NCAR / DART

Data Assimilation Research Testbed
https://dart.ucar.edu/
Apache License 2.0
184 stars 138 forks source link

CLM SIF forward operator can lead to NaN values during assimilation testing #664

Open braczka opened 2 months ago

braczka commented 2 months ago

Describe the bug

  1. List the steps someone needs to take to reproduce the bug.
    Western US test case based on Raczka et al., 2021, can lead to SIF NaN values during CLM-DART assimilation. Testing is being performed by @XueliHuo. Conditions that bring about NaN value are very rare (1 instance for 2 years of simulation), and SIF is a diagnostic variable, but a NaN can still interfere with inflation and other components of the assimilation run. The forward operator for SIF is external to DART and included in SourceMods based on CTSM pull request. See DART issue #338 for more details on original generation of SIF forward operator.

  2. What was the expected outcome? Expected that model generated SIF to be real values.

  3. What actually happened?
    Single grid cell provided a NaN value for SIF, traced back to shaded SIF calculation, which was traced back further to a slightly (non-physical) negative degree of light saturation that should always remain between 0-1.

Which model(s) are you working with?

Cesm2.2

Version of DART

Which version of DART are you using? 11.0.1, certainly well after latest CLM-SIF changes

Have you modified the DART code?

No -- but testing is being done with the external forward operator code, where degree of light saturation is forced between 0-1.

Build information

Please describe:

  1. The machine you are running on (e.g. windows laptop, NSF NCAR supercomputer Derecho).
    CHPC at University of Utah (kingspeak/notchpeak)
  2. The compiler you are using (e.g. gnu, intel).
    intel
XueliHuo commented 2 months ago

Hi Brett, thanks for opening this issue. This is a very good summary of the issue. More details on this issue and bug fix as follow.

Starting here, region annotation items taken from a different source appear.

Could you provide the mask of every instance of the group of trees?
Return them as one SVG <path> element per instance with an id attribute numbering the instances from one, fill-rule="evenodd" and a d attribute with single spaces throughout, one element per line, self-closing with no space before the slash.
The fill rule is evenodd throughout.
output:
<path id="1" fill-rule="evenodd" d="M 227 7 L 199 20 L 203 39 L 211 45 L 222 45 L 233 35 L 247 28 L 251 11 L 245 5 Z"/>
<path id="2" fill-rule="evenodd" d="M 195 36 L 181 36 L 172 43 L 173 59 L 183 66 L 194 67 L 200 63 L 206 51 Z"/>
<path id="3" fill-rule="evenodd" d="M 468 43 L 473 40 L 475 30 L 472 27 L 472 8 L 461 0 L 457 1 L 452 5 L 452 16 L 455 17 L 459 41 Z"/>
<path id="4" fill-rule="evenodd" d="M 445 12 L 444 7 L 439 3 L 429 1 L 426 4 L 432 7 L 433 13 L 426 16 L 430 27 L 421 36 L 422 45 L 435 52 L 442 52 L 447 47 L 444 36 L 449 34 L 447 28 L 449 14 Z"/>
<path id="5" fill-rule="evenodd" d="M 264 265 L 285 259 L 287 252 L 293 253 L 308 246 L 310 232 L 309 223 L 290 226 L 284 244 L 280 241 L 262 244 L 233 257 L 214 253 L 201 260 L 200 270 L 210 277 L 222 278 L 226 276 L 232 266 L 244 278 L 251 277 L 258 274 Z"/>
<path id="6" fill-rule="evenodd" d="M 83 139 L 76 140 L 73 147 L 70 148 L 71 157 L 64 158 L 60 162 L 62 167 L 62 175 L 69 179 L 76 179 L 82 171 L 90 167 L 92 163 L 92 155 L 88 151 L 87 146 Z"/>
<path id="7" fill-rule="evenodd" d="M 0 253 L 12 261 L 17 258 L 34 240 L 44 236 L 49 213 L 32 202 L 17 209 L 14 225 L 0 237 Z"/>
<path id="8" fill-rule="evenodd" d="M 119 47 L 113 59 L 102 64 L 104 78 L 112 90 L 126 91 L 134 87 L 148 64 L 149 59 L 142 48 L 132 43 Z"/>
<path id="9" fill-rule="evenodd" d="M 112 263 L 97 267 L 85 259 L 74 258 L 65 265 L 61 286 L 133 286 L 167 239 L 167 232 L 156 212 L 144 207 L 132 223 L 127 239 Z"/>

Issue: The SIF 80-ensemble data assimilation ran from 2003-01-01 to 2010-12-31 which was a 8-year long model simulation. The NaN SIF value occurred in a gridcell indexed with (10,10) in ensemble 41, and the pft within this gridcell that had the NaN SIF value was indexed with 456.

Diagnosis: Put some printing sentences in the source code PhotosynthesisMod.F90 the where the SIF is calculated in SourceMods. The values of x (degree of light saturation) in the subroutine fluorescence at timestep 99244 are negative values ranging from -8.53E-005 to -3.27E-005, which results in the NaN values of x_alpha, leading to the NaN value of fs (fluorescence yield). Here are some related equations used in the subroutine fluorescence to calculate fs (fluorescence yield): *x = 1._r8 - ps / po0 x_alpha = exp(log(x) 2.83_r8) Kn = 2.48_r8 (1.0_r8 + 0.114_r8) x_alpha /(0.114_r8 + x_alpha)

fm = Kf / (Kf + Kd + Kn) fs = fm * (1._r8 - ps)**

Check the values of ps/po0 leading to the negative x at timestep 99244 in the attached log file. lnd_0041.log.523078.240404-170404.gz The printing sentences use GetGlobalIndex which is a CLM function to print out the values for the pft indexed with 456.

Bug fix: Add sentences in the subroutine fluorescence to prevent x_alpha to be NaN: x = 1._r8 - ps / po0 if (x <= 0._r8) then x_alpha = 0._r8 else x_alpha = exp(log(x) * 2.83_r8) endif

This prevents the NaN SIF from occurring.

braczka commented 2 months ago

Additional information on the this bug. Although the NaN SIF value occurred while running with CLM-DART, DART is unlikely to contribute to the bug (negative light saturation), although it can contribute to the timing of when it occurs. Open loop CLM-SIF simulations for Western US domain also show rare occasions of negative SIF values. @XueliHuo will confirm if CLM open loop also runs without NaNs when the light saturation fix mentioned above is implemented. Bug is likely self contained to the SIF forward operator, which is fully contained in cesm2_2 SourceMods.

The cesm2_2_0 SourceMods which contains the SIF forward operator needs to add these changes once more testing is done.